What changes have driven you through your changes of life? Let me know in the comments below!
There are so many feelings and emotions in today’s society, and everyone wanting their voices heard. Sadly, what they are forgetting, during their noise, is that everyone else has those same rights, too. It could become exceedingly loud, and often does! I find it absolutely absurd to think that I would have the right to change how someone believes. I find it even more absolutely absurd for anyone to think that they have any right to change how I believe.
I am absolutely supportive of marriage and equality for all citizens of these United States, because that is their right, and we all pay taxes to support this government. I also believe that others have every right to believe it is wrong, and goes against the God they might believe in. But I find it absolutely absurd for them to think that they can change my mind, I could never spew such negativity towards a person because of who they love.

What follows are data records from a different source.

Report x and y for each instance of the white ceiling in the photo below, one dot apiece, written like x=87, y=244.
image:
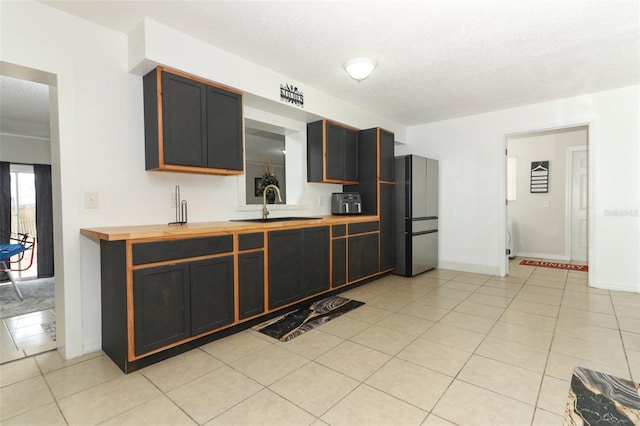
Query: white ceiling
x=436, y=59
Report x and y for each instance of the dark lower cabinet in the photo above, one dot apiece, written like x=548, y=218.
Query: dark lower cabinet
x=339, y=266
x=211, y=294
x=161, y=306
x=175, y=302
x=363, y=256
x=298, y=264
x=251, y=283
x=387, y=227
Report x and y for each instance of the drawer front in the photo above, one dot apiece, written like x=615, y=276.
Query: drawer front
x=250, y=241
x=361, y=228
x=158, y=251
x=339, y=230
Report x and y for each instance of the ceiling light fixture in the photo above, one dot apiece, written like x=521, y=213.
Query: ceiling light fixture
x=360, y=68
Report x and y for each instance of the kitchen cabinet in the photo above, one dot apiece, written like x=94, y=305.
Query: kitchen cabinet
x=191, y=125
x=363, y=256
x=250, y=275
x=339, y=262
x=165, y=290
x=332, y=153
x=387, y=226
x=376, y=188
x=161, y=305
x=174, y=302
x=298, y=264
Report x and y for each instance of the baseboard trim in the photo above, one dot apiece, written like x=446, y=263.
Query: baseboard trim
x=469, y=267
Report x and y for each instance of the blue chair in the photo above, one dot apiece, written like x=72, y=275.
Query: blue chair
x=18, y=245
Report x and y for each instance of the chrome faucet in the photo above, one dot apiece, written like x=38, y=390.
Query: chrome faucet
x=265, y=212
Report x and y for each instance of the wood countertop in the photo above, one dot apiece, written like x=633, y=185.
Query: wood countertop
x=115, y=233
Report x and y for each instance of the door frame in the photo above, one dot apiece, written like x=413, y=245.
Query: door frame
x=589, y=124
x=568, y=245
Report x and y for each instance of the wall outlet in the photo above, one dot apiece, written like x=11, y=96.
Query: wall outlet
x=90, y=200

But now faith, hope, love, abide these three; but the greatest of these is love. 1 Corinthians 13:13
Then there is all of the controversy over the Confederate flag, which I understand offends some people. I am so sorry for it being offensive to them, but that is part of the history of these United States and good or bad, it is what made us who we are. I find it absolutely absurd that anyone thinks they have the right to hide our history. Now I am a Caucasian female, and I can honestly say that I am not overly proud of “white history”. However, I don’t ever want to forget those horrible things in our past as I strive to rise above it, teaching my children to do the same.
“Those who cannot remember the past are condemned to repeat it” written by George Santayana (in The Life of Reason, 1905).
I also think that removing the Confederate Flag from the General Lee & removing The Dukes of Hazard from television, is absolutely absurd! That was the most un-hateful show ever!
It is so absolutely absurd to think that in today’s society, with all of our smarts and technology, we can’t figure out how to co-exist with one another. We are all the same, we love, feel anger, sadness, happiness, and we all think and breathe, but our differences make us unique. No one religion is more right than another, no race is more important than another, and no sex is better than the other. Talking, learning, and accepting help us grow as human beings.
I believe in Jesus, and have even been baptized in the Christian faith, but I believe in other things, too. I believe in the energy and power of the universe, and all that it entails. I believe that despite our differences, we’re not as different as one might think, and we might be able to learn something from one another. When we learn, we grow our minds and our hearts. It would be absolutely absurd of me to think that I couldn’t benefit from getting to know someone of a different belief system than me.
I truly find the drama of it all to be absolutely absurd. Getting along with each other would require so much less energy and peace could be bliss. I want my children to learn about all religions, nationalities, and regions of the world, because I want them to use that knowledge to understand our differences and accept others for the beauty in those differences. It is truly absolutely absurd to find it more acceptable to hate others for their differences instead of loving them for the unique beauty of their differences.
I for one, want to love the unique beauty in each of us, by welcoming all faiths, nationalities, race, and any other difference that we might have, because we are all something special. Because all of the hate is absolutely absurd! I accept all with respect and only ask the same in return…I don’t think that is an absolutely absurd thing to ask!